Nella conferenza al termine del Consiglio Difesa, Kaja Kallas, vicepresidente della Commissione europea, ha allargato il quadro alle priorità discusse dai ministri, dal sostegno all’Ucraina al rafforzamento dell’Agenzia europea per la difesa. Ha richiamato anche il Libano e Unifil, ma si è soffermata soprattutto sul dossier marittimo, dove la crisi di Hormuz si intreccia con la presenza navale europea.

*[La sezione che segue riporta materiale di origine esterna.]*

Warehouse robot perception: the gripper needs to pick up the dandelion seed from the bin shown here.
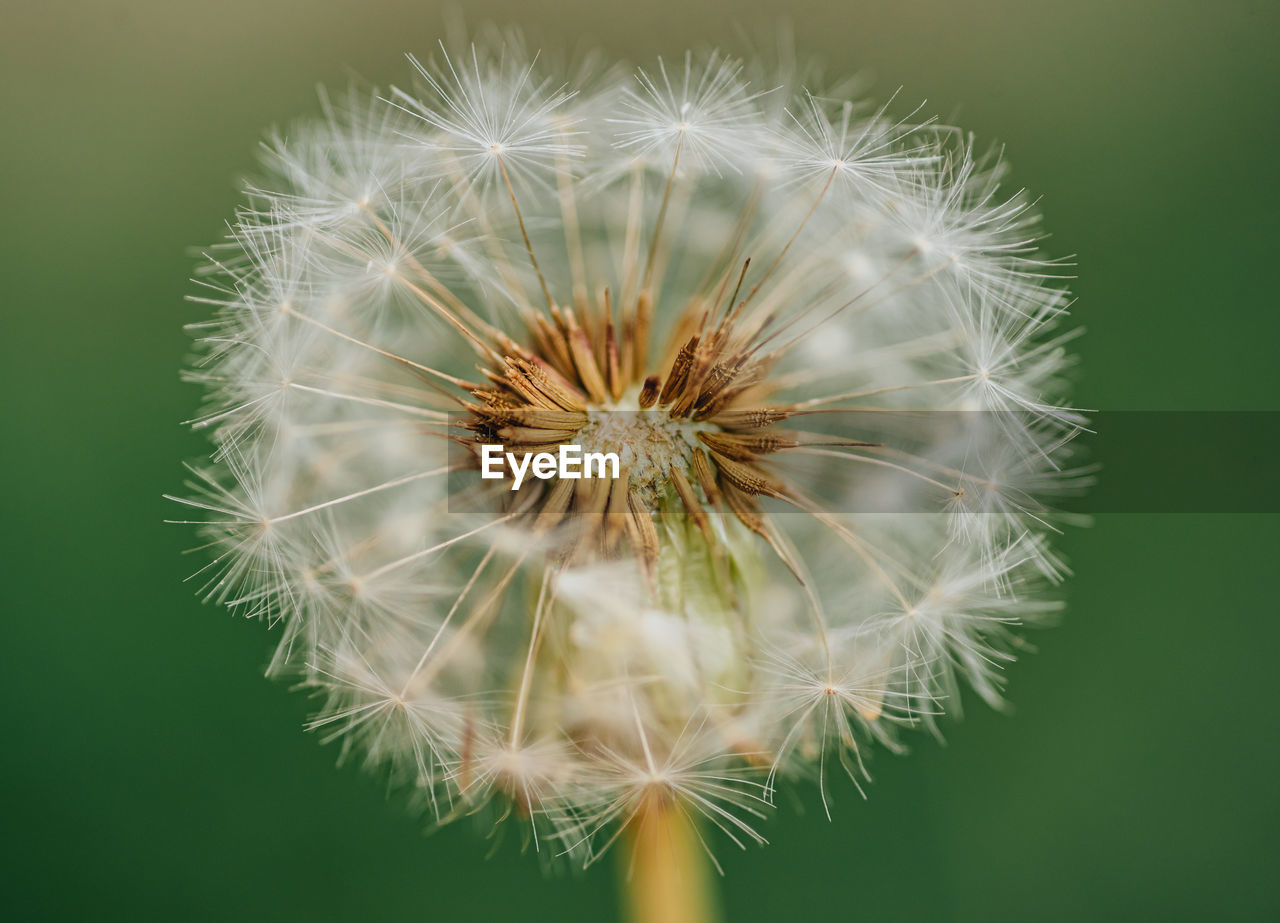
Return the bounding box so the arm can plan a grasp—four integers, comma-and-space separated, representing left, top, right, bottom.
182, 30, 1087, 906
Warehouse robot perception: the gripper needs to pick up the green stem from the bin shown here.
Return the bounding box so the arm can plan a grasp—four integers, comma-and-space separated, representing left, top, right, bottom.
626, 796, 719, 923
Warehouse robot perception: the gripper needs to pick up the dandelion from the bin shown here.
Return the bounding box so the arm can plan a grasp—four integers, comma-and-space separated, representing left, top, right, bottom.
180, 30, 1085, 919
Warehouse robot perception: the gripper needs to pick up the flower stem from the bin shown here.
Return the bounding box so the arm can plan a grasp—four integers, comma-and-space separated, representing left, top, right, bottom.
625, 796, 719, 923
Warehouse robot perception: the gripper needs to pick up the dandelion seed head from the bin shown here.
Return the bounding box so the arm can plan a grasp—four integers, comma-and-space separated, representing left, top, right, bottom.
179, 33, 1088, 863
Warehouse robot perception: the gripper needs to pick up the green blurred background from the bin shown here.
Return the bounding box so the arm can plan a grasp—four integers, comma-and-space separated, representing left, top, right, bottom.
0, 0, 1280, 920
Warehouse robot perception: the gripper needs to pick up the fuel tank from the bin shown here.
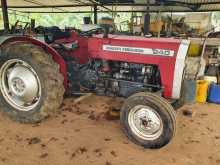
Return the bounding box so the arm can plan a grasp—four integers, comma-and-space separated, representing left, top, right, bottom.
88, 35, 190, 99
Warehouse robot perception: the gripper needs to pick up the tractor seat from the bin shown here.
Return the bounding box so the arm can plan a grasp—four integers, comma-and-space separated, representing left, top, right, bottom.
40, 26, 71, 44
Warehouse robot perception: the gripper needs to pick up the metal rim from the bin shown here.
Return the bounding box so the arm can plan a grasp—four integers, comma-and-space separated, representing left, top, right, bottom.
128, 105, 163, 140
0, 59, 41, 111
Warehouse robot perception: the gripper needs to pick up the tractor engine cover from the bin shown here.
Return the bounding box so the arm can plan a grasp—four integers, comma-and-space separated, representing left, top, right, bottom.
88, 35, 190, 99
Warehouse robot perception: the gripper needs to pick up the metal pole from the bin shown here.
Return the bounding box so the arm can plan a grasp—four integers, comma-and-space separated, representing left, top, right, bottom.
1, 0, 9, 31
144, 0, 150, 35
94, 5, 98, 24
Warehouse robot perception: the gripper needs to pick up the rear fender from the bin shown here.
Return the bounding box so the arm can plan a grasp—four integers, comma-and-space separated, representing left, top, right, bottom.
1, 36, 67, 88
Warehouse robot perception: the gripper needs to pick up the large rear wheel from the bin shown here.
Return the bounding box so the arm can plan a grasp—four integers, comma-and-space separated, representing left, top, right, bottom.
0, 43, 64, 123
120, 92, 176, 148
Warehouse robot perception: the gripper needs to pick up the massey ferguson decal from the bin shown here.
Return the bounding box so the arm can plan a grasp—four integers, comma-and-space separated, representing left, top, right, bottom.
103, 45, 174, 57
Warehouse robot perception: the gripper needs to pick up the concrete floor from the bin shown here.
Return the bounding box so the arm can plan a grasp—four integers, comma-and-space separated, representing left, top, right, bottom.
0, 96, 220, 165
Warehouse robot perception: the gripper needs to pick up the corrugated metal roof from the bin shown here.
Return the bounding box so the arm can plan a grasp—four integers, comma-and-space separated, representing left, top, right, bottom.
1, 0, 220, 12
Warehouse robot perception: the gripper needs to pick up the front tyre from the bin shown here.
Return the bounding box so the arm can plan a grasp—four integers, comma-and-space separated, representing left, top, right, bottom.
0, 43, 64, 123
120, 92, 176, 149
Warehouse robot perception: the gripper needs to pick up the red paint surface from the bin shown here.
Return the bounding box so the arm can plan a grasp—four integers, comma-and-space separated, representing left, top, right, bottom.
88, 35, 181, 98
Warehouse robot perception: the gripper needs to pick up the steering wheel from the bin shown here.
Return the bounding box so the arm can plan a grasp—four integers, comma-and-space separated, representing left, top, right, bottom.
79, 27, 103, 36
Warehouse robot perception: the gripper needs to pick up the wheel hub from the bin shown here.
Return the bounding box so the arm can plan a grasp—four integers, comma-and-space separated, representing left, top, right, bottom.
12, 77, 25, 95
0, 59, 41, 111
128, 105, 163, 140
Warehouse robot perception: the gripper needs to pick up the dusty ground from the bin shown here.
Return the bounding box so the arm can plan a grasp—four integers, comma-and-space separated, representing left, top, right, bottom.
0, 96, 220, 165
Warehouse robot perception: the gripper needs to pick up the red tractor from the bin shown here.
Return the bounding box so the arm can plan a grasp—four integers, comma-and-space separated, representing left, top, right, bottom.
0, 27, 189, 148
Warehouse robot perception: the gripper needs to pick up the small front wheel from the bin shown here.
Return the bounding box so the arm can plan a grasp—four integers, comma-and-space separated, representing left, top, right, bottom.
120, 92, 176, 148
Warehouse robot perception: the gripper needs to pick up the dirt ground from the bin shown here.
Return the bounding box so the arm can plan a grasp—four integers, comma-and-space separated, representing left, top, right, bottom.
0, 96, 220, 165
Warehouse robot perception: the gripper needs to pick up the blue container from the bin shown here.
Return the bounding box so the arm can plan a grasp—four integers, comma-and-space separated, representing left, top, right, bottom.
208, 84, 220, 104
183, 80, 196, 103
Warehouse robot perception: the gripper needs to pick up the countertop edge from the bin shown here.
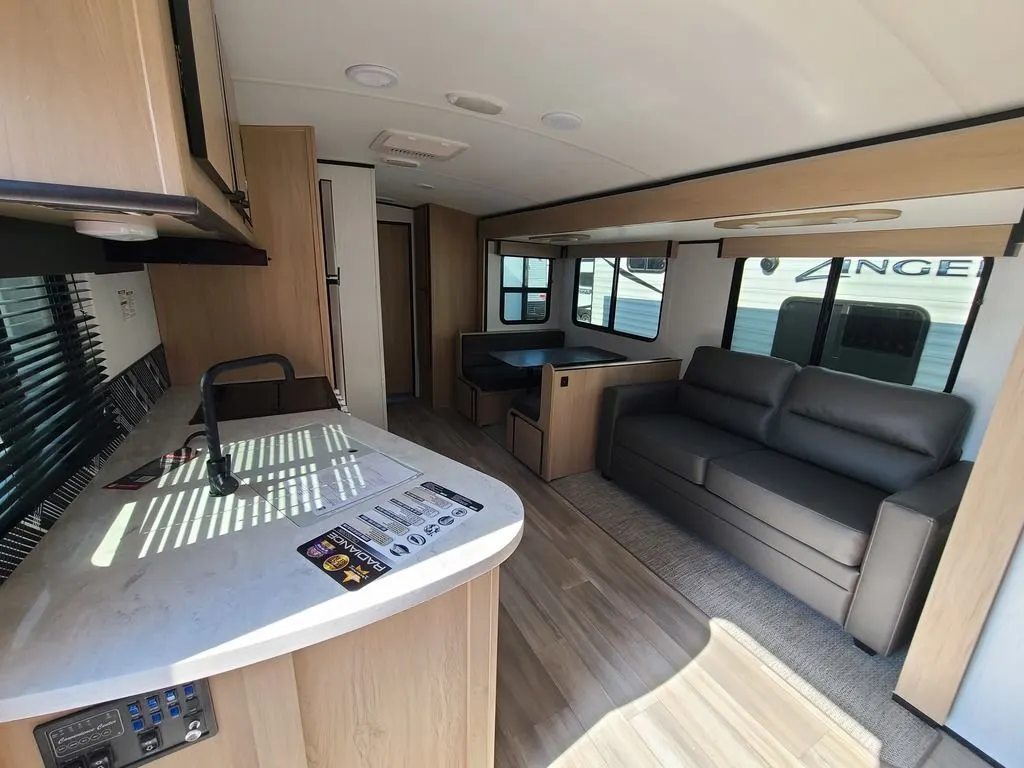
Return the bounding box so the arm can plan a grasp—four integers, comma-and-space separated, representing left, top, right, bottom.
0, 518, 525, 723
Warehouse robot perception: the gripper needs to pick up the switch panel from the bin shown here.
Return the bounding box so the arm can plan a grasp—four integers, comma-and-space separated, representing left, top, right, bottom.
34, 680, 217, 768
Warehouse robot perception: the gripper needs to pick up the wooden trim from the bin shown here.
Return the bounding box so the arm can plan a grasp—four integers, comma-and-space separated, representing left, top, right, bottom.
896, 335, 1024, 724
721, 224, 1013, 259
303, 126, 335, 387
480, 118, 1024, 240
498, 240, 562, 259
455, 376, 476, 421
565, 240, 679, 259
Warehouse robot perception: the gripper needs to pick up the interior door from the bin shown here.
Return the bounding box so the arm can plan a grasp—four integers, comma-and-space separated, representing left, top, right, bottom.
377, 221, 416, 396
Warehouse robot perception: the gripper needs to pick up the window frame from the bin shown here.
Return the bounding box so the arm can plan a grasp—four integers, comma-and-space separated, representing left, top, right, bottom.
572, 256, 670, 342
722, 256, 995, 392
498, 253, 555, 326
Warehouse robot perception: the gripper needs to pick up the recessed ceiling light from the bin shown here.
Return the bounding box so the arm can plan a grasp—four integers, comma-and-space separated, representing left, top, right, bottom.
345, 65, 398, 88
541, 112, 583, 131
444, 91, 505, 115
527, 232, 590, 245
715, 208, 901, 229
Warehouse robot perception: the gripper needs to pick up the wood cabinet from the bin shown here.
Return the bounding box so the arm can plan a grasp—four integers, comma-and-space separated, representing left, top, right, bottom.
150, 126, 334, 386
414, 205, 483, 409
0, 0, 254, 242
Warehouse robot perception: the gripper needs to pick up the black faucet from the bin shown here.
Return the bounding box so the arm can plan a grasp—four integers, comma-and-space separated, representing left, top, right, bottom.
199, 354, 295, 496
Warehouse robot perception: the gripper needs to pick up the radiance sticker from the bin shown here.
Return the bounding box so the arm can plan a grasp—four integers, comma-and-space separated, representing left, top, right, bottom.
297, 482, 483, 592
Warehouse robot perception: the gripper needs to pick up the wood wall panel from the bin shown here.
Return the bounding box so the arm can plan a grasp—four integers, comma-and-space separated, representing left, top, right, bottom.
428, 205, 483, 409
480, 118, 1024, 240
294, 577, 473, 768
541, 358, 682, 480
377, 221, 416, 395
0, 568, 499, 768
896, 335, 1024, 723
721, 224, 1013, 259
150, 126, 334, 385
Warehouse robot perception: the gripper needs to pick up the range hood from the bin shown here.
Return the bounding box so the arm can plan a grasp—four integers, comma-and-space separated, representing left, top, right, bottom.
0, 179, 268, 276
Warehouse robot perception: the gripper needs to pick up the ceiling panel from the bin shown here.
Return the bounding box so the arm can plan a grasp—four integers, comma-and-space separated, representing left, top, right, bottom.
512, 189, 1024, 243
216, 0, 1024, 213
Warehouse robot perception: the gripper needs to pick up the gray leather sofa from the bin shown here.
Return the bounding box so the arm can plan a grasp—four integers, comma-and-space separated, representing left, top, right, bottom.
597, 347, 972, 654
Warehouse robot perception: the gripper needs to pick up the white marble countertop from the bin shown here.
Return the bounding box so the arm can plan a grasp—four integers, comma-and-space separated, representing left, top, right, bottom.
0, 388, 523, 722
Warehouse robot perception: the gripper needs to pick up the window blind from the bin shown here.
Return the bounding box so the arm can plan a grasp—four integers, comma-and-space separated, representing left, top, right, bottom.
0, 275, 115, 536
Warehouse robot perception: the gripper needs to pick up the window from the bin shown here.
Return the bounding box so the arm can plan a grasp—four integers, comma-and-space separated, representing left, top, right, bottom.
723, 257, 992, 391
626, 256, 669, 274
502, 256, 551, 326
572, 258, 668, 341
0, 276, 115, 536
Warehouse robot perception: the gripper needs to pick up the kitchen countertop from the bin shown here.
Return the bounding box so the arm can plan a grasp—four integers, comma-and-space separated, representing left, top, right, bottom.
0, 388, 523, 722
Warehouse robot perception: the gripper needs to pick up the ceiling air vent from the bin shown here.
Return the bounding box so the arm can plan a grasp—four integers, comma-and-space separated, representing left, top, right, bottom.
370, 130, 469, 160
527, 232, 590, 245
381, 155, 420, 168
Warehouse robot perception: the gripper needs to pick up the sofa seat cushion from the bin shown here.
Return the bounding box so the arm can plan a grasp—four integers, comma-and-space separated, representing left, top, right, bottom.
705, 451, 888, 566
462, 365, 534, 392
614, 414, 762, 485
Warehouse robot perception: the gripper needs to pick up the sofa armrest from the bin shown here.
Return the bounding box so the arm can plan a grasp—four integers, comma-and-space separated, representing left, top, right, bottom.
846, 462, 974, 655
596, 379, 679, 475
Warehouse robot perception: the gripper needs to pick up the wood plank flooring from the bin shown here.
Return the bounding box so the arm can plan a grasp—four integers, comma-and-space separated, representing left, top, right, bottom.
388, 401, 983, 768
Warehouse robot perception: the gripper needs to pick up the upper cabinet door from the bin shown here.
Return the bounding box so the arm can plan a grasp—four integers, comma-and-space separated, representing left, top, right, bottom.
171, 0, 238, 194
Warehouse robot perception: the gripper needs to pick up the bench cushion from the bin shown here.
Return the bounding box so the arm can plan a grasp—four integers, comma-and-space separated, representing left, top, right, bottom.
615, 414, 762, 485
705, 451, 888, 566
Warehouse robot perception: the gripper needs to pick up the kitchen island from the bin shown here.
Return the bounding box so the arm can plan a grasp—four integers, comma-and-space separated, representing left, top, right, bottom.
0, 389, 523, 768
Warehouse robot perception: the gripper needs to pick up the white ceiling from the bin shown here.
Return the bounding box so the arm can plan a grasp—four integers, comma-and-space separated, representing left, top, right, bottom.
510, 189, 1024, 243
216, 0, 1024, 214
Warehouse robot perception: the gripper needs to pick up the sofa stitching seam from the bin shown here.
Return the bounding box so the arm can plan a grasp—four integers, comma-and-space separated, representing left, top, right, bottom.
705, 462, 867, 568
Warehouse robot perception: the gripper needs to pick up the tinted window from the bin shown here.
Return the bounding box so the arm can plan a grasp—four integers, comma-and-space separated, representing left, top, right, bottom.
572, 258, 666, 341
729, 257, 991, 390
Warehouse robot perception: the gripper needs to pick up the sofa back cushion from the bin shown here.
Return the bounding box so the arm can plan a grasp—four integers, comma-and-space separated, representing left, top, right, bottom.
462, 331, 565, 372
769, 367, 971, 493
677, 347, 800, 442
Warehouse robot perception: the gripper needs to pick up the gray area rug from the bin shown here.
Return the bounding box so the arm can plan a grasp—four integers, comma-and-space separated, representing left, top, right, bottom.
551, 472, 939, 768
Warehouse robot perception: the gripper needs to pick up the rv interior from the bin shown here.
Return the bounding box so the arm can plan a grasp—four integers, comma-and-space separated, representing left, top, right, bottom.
0, 0, 1024, 768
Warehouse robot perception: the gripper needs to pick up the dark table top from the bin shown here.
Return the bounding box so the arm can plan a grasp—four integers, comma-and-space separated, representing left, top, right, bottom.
490, 347, 626, 368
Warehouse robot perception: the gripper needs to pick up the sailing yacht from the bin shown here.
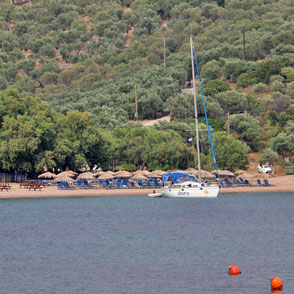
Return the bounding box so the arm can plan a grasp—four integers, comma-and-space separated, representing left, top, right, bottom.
161, 36, 219, 198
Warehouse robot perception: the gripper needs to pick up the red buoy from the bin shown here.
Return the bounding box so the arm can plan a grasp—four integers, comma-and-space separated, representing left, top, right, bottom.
228, 264, 241, 276
271, 276, 283, 290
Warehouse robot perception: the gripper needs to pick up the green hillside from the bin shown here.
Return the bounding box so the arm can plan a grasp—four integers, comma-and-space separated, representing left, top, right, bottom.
0, 0, 294, 170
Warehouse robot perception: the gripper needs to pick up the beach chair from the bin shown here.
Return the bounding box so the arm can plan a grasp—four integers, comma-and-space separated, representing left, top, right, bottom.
224, 178, 234, 187
263, 179, 274, 186
146, 181, 153, 188
233, 177, 242, 186
244, 180, 252, 186
57, 183, 65, 190
154, 179, 160, 188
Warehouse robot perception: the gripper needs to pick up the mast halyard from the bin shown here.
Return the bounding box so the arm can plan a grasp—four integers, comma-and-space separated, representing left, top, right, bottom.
190, 36, 202, 182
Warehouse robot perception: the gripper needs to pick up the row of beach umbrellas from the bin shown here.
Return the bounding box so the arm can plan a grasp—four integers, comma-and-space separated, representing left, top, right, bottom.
38, 168, 253, 181
38, 170, 166, 181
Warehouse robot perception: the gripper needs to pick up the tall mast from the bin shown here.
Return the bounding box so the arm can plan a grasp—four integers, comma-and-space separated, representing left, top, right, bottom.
190, 36, 201, 182
135, 84, 139, 121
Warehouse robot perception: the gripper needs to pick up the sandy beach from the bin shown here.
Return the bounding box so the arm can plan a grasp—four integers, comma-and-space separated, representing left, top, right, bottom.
0, 175, 294, 199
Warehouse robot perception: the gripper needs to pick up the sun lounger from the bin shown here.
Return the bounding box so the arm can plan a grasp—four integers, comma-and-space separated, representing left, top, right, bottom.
0, 183, 11, 191
263, 179, 274, 186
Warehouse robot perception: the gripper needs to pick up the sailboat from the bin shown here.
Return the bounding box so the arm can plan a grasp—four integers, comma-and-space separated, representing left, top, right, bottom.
161, 36, 219, 198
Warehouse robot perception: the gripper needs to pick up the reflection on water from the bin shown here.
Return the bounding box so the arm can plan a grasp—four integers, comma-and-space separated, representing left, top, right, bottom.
0, 193, 294, 294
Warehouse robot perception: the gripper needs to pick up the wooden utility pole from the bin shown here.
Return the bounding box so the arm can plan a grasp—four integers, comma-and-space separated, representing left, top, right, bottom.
227, 112, 230, 136
135, 84, 139, 121
163, 37, 166, 72
242, 27, 246, 60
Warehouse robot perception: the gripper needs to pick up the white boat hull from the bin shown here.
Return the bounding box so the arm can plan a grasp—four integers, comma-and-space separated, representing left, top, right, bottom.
161, 186, 219, 198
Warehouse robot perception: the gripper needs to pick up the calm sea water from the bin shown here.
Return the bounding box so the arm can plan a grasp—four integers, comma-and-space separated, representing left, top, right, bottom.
0, 193, 294, 294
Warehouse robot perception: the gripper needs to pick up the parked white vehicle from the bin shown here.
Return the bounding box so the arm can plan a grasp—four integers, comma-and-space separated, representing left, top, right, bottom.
257, 162, 273, 174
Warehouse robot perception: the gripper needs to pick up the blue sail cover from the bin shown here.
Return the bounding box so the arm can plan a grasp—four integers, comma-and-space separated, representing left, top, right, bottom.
161, 173, 198, 184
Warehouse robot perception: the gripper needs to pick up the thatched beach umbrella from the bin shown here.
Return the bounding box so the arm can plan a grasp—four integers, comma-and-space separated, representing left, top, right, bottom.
152, 169, 167, 176
130, 174, 149, 181
93, 170, 105, 177
185, 167, 198, 172
237, 173, 254, 179
147, 171, 162, 178
235, 169, 246, 175
98, 173, 114, 180
77, 172, 95, 180
193, 169, 215, 178
114, 170, 133, 178
211, 170, 234, 177
54, 174, 73, 182
57, 170, 78, 177
38, 172, 57, 179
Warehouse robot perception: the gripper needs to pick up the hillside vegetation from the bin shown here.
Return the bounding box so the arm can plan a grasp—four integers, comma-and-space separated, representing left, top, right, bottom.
0, 0, 294, 171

Per Kallas, lo Stretto di Hormuz si colloca ormai in una zona grigia tra guerra e pace, dove la diplomazia resta necessaria ma non basta da sola. L’Unione, ha spiegato, deve sostenere “tutte le iniziative diplomatiche per ottenere una soluzione e prevenire l’escalation”, mentre la possibile chiusura di un passaggio così rilevante avrebbe effetti diretti sulla sicurezza delle rotte. In questo quadro, “le operazioni navali dell’Ue in questa regione possono avere un ruolo importante”.

Il passaggio chiave riguarda Aspides. La missione già contribuisce alla protezione delle navi nel Mar Rosso e, secondo Kallas, potrebbe estendere le proprie attività allo stretto senza dover costruire un nuovo dispositivo. Non servirebbe ripartire da zero, perché “dobbiamo soltanto cambiare il piano operativo” e “il mandato già ci permette di farlo”, naturalmente “quando le condizioni sono appropriate”. La discussione continuerà nel confronto con la Coalizione dei volenterosi.

Sul rapporto tra Aspides e i volenterosi, Kallas ha chiarito che l’operazione europea è già nella regione e può quindi rappresentare la strada più rapida. Il limite resta operativo. “Ci servono più vascelli, più navi”, ha detto, spiegando che gli Stati membri stanno valutando nuovi contributi navali per rafforzare la missione.

Il messaggio politico è che l’Ue può presentarsi come attore collettivo, usando una missione già esistente invece di disperdere risorse in iniziative separate. “Se lavoriamo insieme con l’operazione Aspides, potremmo contribuire anche alla coalizione dei volenterosi come Europa”, ha detto Kallas, definendo questa opzione “il modo più veloce per farlo” e anche “il modo per rendere l’Europa forte nella regione”. La missione è già sul posto, ma non ci sono ancora abbastanza navi.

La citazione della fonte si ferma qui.